現在使っているカーテンが断熱機能を有していないものであれば、断熱性能のあるタイプに変更するというのも一つの手です。窓との隙間をできるだけ作らない幅や長さを選んで設置する事で、窓からの冷気や暑さを防ぐ事が可能です。

エアコンの上手な使い方

夏は我慢できない程に暑くなったら冷房を入れ、冬には反対に寒さに耐えられなくなってきた段階で暖房を入れてはいませんか?
実はこの使い方は家の中の温度ムラを作り出す原因になってしまうのです。外気温に影響されただけ家自体の温度が熱くなったり寒くなったりします。そうなってしまってからだと、冷房や暖房を使ってもなかなか家そのものの温度が快適な温度に保たれるまでには時間がかかります。除湿機能などを有効に活用し、家全体が熱くなる・寒くなる前に温度調整を行う事が家全体の温度差をなくすポイントです。

まとめ

いかがでしたでしょうか。住まいの温度差が引き起こす身体への影響やその原因・対策について紹介してきました。

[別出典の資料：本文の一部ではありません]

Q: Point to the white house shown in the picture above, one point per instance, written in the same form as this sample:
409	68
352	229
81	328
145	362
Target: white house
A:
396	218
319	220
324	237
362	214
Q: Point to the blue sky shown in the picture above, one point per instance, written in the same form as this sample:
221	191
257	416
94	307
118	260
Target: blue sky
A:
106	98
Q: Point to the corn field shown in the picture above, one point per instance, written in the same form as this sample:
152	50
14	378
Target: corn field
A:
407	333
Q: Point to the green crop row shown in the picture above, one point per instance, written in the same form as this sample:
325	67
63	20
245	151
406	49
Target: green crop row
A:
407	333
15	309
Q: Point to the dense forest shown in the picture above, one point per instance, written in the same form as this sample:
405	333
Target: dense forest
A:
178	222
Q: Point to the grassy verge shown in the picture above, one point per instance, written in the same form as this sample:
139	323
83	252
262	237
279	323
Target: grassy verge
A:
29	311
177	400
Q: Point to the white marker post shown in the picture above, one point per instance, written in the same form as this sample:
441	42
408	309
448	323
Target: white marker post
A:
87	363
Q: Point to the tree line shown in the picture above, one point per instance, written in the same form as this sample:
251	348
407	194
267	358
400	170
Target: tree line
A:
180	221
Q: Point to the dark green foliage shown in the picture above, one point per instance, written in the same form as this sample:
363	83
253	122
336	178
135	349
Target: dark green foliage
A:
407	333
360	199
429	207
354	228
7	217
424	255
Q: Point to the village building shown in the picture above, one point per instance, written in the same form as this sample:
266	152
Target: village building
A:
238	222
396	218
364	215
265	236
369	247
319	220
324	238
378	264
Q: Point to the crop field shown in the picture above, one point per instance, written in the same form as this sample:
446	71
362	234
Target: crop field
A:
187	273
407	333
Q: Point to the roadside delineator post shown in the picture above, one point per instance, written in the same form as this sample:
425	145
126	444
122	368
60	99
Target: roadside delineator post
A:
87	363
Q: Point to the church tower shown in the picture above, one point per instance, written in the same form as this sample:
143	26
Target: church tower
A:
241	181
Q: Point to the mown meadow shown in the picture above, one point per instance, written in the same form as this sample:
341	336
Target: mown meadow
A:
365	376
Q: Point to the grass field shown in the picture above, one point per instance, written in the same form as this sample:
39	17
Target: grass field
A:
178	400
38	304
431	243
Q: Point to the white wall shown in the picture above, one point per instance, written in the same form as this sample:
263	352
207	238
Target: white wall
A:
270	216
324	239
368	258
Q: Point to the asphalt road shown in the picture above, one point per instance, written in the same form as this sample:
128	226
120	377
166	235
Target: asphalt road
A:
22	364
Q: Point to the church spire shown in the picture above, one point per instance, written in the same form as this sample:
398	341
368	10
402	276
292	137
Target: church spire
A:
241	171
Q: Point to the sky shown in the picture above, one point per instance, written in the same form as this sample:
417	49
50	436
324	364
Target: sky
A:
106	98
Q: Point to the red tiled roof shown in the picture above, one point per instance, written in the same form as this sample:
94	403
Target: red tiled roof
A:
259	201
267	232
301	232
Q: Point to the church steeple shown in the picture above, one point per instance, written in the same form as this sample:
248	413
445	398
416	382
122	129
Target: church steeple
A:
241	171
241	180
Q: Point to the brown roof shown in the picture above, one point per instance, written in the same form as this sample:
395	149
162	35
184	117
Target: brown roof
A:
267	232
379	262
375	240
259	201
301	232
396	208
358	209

高気密、そして高断熱である事が住宅建築の一つの基準になっている近年の戸建て住宅ですが、実際の基準というのは少し曖昧な部分もあり、特に家の中の“温度差”の原因になる窓周辺の温度管理については他国と比較しても、明確な指針がある訳ではなく住宅性能としては遅れをとっているのが現状です。

健康に影響のある室内の温度管理を容易く行う事のできる快適な住まいづくりを是非検討してみていただきたいと思います。